Researchers are encouraging Android users who may have downloaded a popular caller identification application to update, as a previous version of the app inadvertently leaked user information.
The app, Truecaller, specializes in phone call management and has been installed at least 100,000,000 times, according to its listing on Google’s Play marketplace. While the app is also available for iPhone, Windows, and Blackberry devices, this particular issue only exists in the app’s Android build.
The main issue with the app, researchers at China-based Cheetah Mobile Security claim, is that it uses device’s IMEI, or International Mobile Station Equipment Identity number, to identify users. If an attacker was able to get ahold of another users’ number, they could in turn, get access to other, potentially sensitive information.
Researchers claim attackers could use the 15-digit number to steal information like users’ names, genders, email addresses, profile pictures, and home addresses.
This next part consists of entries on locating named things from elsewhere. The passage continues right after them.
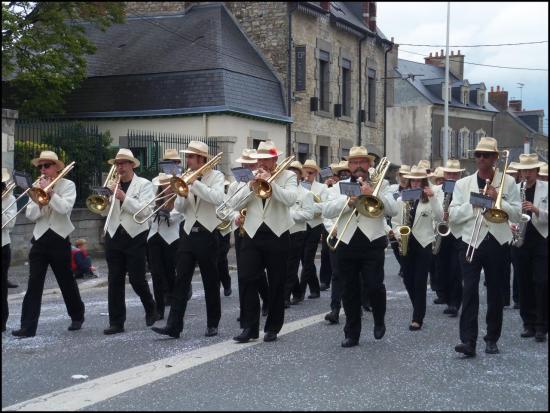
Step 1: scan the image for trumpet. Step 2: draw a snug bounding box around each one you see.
[133,152,223,225]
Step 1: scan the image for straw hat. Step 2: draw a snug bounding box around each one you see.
[436,159,466,172]
[180,141,211,158]
[31,151,65,169]
[2,168,11,182]
[107,148,140,168]
[288,161,303,172]
[303,159,321,173]
[474,136,499,153]
[403,165,428,179]
[515,153,544,170]
[250,141,282,159]
[162,149,181,161]
[235,148,258,163]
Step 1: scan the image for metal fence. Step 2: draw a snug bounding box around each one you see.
[14,120,109,207]
[125,129,218,179]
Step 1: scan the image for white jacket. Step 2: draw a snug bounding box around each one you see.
[392,193,443,248]
[449,172,521,248]
[101,174,155,238]
[290,185,315,234]
[25,178,76,240]
[174,169,223,235]
[235,170,298,238]
[323,179,397,244]
[2,192,17,246]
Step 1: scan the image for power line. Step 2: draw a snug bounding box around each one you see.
[399,49,548,72]
[396,40,548,47]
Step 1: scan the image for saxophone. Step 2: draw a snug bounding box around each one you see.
[511,178,531,248]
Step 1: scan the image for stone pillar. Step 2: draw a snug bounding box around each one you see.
[2,109,19,173]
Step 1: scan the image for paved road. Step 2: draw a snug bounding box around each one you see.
[2,245,548,410]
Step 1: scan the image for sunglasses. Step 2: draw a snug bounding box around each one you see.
[474,152,493,159]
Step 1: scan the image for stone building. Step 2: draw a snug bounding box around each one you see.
[126,2,397,166]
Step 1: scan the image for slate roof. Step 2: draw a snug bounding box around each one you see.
[396,59,498,112]
[63,3,291,122]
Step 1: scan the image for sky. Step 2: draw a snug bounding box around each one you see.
[376,2,548,134]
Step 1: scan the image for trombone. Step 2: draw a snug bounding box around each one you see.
[133,152,223,225]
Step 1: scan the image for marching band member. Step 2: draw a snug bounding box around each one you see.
[12,151,84,337]
[300,159,327,298]
[101,148,160,335]
[233,141,298,343]
[2,168,17,332]
[323,146,397,347]
[152,141,225,338]
[284,161,315,308]
[393,166,443,331]
[516,154,548,342]
[147,172,182,320]
[449,137,520,357]
[434,159,465,317]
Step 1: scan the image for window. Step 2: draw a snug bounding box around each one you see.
[367,69,376,122]
[342,59,351,116]
[319,50,330,112]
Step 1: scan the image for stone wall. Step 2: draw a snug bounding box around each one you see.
[10,208,105,264]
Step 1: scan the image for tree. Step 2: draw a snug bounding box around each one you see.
[2,1,125,117]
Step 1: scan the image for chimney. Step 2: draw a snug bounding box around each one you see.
[489,85,508,111]
[424,49,464,80]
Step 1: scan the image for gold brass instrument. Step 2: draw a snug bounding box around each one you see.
[466,179,491,262]
[251,155,294,199]
[86,165,118,214]
[512,178,531,248]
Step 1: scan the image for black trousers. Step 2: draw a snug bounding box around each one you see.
[214,230,231,288]
[319,225,332,286]
[403,235,433,325]
[517,238,548,333]
[300,225,324,294]
[2,244,11,330]
[239,224,290,333]
[285,231,306,301]
[459,233,508,347]
[105,225,155,327]
[336,230,388,340]
[166,223,221,332]
[21,229,84,333]
[435,234,462,309]
[147,232,178,317]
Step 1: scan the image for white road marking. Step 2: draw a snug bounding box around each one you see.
[2,313,325,411]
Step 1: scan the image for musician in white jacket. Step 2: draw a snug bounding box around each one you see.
[449,137,521,357]
[392,166,443,331]
[12,151,84,337]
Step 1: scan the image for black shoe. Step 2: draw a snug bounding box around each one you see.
[145,310,160,327]
[342,337,359,347]
[233,328,260,343]
[374,324,386,340]
[485,341,500,354]
[151,327,180,338]
[204,327,218,337]
[264,331,277,342]
[455,343,476,357]
[11,328,36,338]
[535,331,546,343]
[103,326,124,335]
[520,328,535,338]
[325,310,340,324]
[67,317,84,331]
Attackers could be a bit of a nuisance and apparently modify Truecaller application-specific settings with the number, as well. Like a lot of caller ID and call management apps, Truecaller gives users the ability to block, or filter unwanted calls or hidden numbers with blacklists. With the IMEI number an attacker could add to a blacklist, delete a blacklist, or disable user’s spam blocker.
Developers with the app pushed a new, patched version on March 22 after being notified of the issue by researchers. For what it’s worth, the company, who disclosed the issue yesterday along with Cheetah, claim they haven’t encountered any suspicious activity around the bug but are still urging users to update if they haven’t already been prompted by their devices.
It’s likely an attacker would have a more difficult time actually collecting a user’s IMEI number than carrying out an attack through the loophole Truecaller fixed. IMEI numbers, which are used by GSM networks to identify valid devices, are bound to devices, so in most situations an attacker would have to have physical access to a victim’s phone to get ahold of it.
That said, Android malware has been keen on mining sensitive information like a users’ IMEI and SIM card numbers as of late. Last year, researchers with Zscaler noticed an .APK disguised as a Word document making the rounds. If a user elected to install it, the malware would send those numbers, along with SMS messages and other contact information to hackers.
Other types of malware, including one which mimicked a battery app, and one that masqueraded as a security app, have also been spotted sending along information about infected phones – including IMEI numbers – to attackers, over the years.